O engenheiro Elias Fernandes Neto, ex-diretor geral do Dnocs, não foi indiciado no inquérito, mas está sendo investigado pela Polícia Federal e CGU FOTO: KID JÚNIOR
Segundo as autoridades, oficialmente, Elias Neto, que pediu demissão do cargo no ano passado, não pode ser considerado suspeito do caso, mas em sua casa a Polícia apreendeu uma vasta documentação e computadores que deverão agora ser analisados no decorrer desta nova etapa da investigação.
“Entreguei todo o material que eles pediram, sem nenhum problema”, resumiu o ex-diretor daquela instituição, que foi surpreendido no começo da manhã quando a residência foi cercada pelos agentes federais.
Conluio
Conforme as investigações, empresas ´fantasmas´ e outras legais teriam entrado em conluio com as prefeituras investigadas, para que as licitações fossem direcionadas. Os vencedores era sempre quem faziam parte da organização criminosa montada em 2008 e que agiu até 2013.
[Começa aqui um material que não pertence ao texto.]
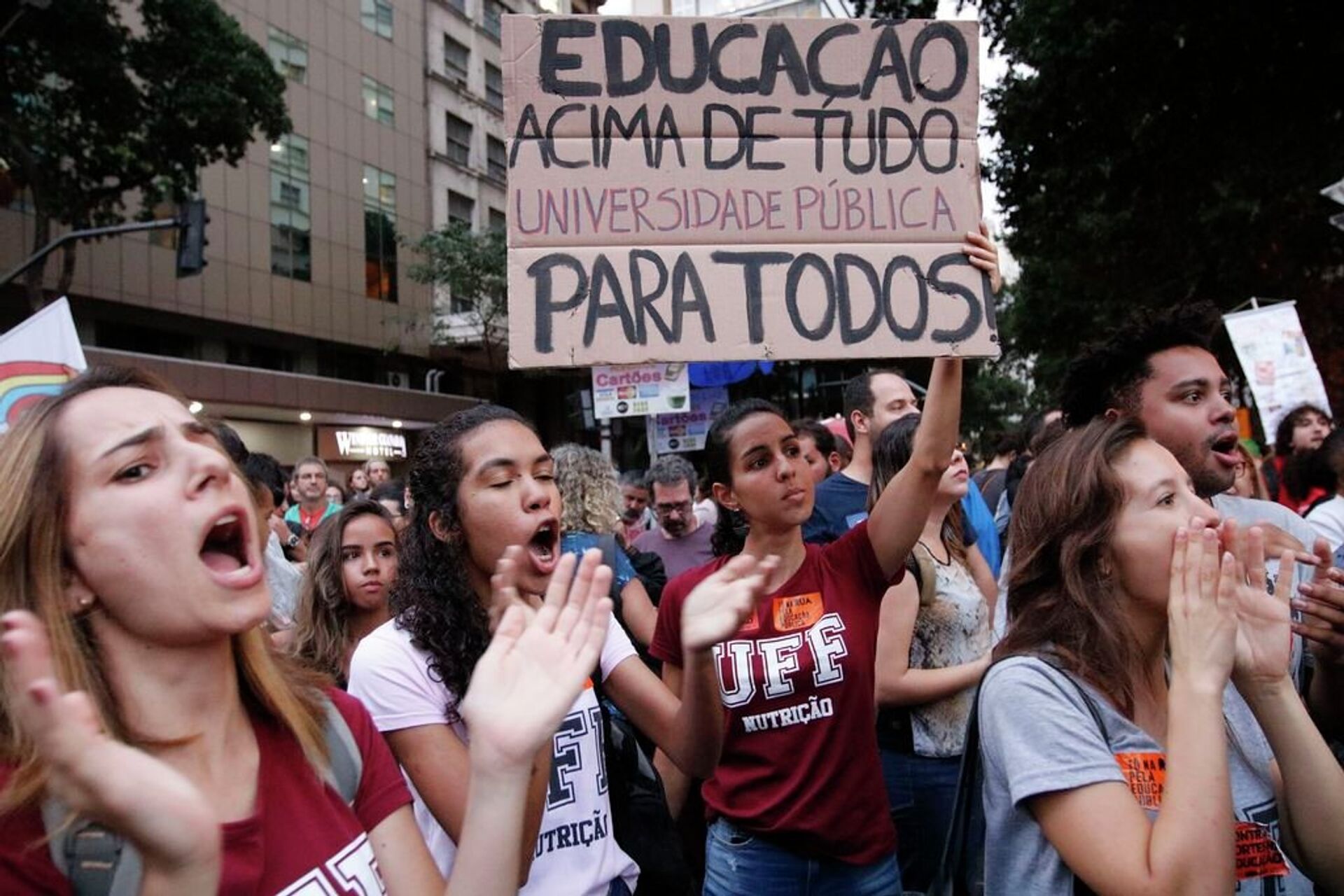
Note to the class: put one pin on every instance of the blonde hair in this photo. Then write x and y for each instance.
(589, 489)
(34, 567)
(321, 621)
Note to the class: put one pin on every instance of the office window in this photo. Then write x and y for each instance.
(495, 88)
(377, 15)
(379, 234)
(288, 54)
(493, 10)
(496, 158)
(290, 222)
(458, 140)
(378, 101)
(460, 209)
(456, 58)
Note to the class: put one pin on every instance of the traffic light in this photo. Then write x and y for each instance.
(191, 238)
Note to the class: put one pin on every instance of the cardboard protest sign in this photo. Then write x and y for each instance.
(732, 190)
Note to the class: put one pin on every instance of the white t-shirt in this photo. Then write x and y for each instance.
(575, 848)
(1327, 519)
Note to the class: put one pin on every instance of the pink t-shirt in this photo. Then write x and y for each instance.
(302, 839)
(800, 750)
(575, 850)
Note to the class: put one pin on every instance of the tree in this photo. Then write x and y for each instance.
(102, 99)
(1160, 153)
(475, 269)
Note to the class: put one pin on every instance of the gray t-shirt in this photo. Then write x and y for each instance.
(1038, 736)
(679, 555)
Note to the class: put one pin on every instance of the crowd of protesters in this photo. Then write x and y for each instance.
(834, 660)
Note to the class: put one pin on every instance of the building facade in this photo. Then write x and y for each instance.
(305, 284)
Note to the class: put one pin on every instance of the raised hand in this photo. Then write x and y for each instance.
(136, 796)
(537, 665)
(984, 254)
(1200, 609)
(718, 606)
(1322, 605)
(1264, 620)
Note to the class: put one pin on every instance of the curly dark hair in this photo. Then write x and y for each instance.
(730, 530)
(433, 598)
(1109, 372)
(1294, 418)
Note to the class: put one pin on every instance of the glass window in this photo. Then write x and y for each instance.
(379, 234)
(377, 15)
(495, 88)
(458, 140)
(288, 52)
(493, 10)
(290, 222)
(496, 158)
(378, 101)
(456, 58)
(460, 209)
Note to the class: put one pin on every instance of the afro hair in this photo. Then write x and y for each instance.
(1108, 374)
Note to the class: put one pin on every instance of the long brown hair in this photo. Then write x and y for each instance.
(321, 622)
(891, 450)
(35, 566)
(1060, 594)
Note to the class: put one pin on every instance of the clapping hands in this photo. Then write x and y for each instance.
(537, 663)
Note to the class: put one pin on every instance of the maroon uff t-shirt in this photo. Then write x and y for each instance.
(302, 839)
(800, 752)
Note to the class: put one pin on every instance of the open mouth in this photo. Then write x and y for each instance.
(543, 547)
(1225, 449)
(225, 550)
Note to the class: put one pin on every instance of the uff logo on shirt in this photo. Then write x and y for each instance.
(785, 668)
(351, 871)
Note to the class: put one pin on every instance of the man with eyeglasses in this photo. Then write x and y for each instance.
(679, 539)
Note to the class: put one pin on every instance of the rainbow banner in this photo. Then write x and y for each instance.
(36, 359)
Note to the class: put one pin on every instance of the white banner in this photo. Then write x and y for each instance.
(635, 390)
(36, 359)
(1277, 360)
(686, 431)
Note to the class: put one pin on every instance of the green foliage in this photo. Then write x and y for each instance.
(1159, 153)
(101, 99)
(93, 108)
(472, 266)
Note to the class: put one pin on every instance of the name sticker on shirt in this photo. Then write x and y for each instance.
(799, 612)
(1145, 774)
(1259, 853)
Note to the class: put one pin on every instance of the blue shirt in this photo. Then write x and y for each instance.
(580, 542)
(840, 505)
(843, 503)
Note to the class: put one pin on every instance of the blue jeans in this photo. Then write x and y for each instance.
(741, 864)
(923, 792)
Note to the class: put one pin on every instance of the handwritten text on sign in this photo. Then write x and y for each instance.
(717, 190)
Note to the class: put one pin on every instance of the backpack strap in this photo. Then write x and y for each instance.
(100, 862)
(346, 764)
(94, 860)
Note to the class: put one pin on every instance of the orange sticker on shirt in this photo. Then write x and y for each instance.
(1145, 774)
(1257, 853)
(799, 612)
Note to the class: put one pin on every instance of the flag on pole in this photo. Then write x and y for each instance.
(36, 359)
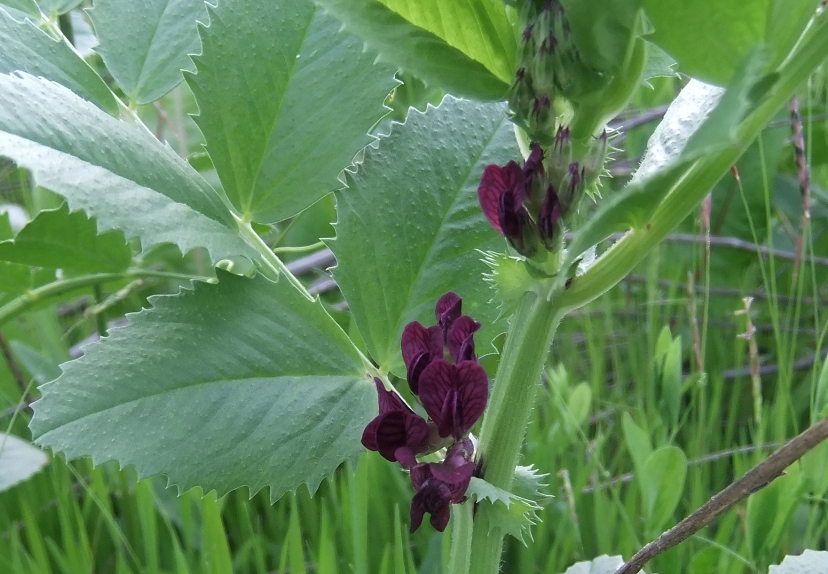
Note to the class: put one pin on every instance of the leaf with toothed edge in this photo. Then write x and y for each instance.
(114, 171)
(511, 513)
(145, 44)
(466, 48)
(26, 48)
(410, 225)
(242, 383)
(272, 87)
(58, 239)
Outro ´alvo´ da operação foi a própria sede do Dnocs, nesta Capital. Era por volta de 6 horas quando os agentes federais chegaram ao prédio da instituição e subiram até os andares superiores do edifício, na Avenida Duque de Caxias, onde estão instalados os gabinetes da diretoria.
Os policiais agiram rapidamente e pegaram de surpresa os servidores que chegavam para dar início ao expediente. “Não deu tempo nem de a gente saber o que estava acontecendo, tivemos que entregar tudo”, contou um dos funcionários.
Crimes
Mas, segundo as autoridades que concederam a entrevista coletiva na sede da PF, o órgão (Dnocs) não é o foco da investigação, muito embora ali estivessem muitos documentos que podem levar ao aprofundamento da apuração e à identificação de quem participou do desvio das verbas federais. A delegada Cláudia Braga informou que já há indícios colhidos da prática de crimes como fraude em licitação (lei federal de número 866/93), falsificação de documentos e formação de quadrilha.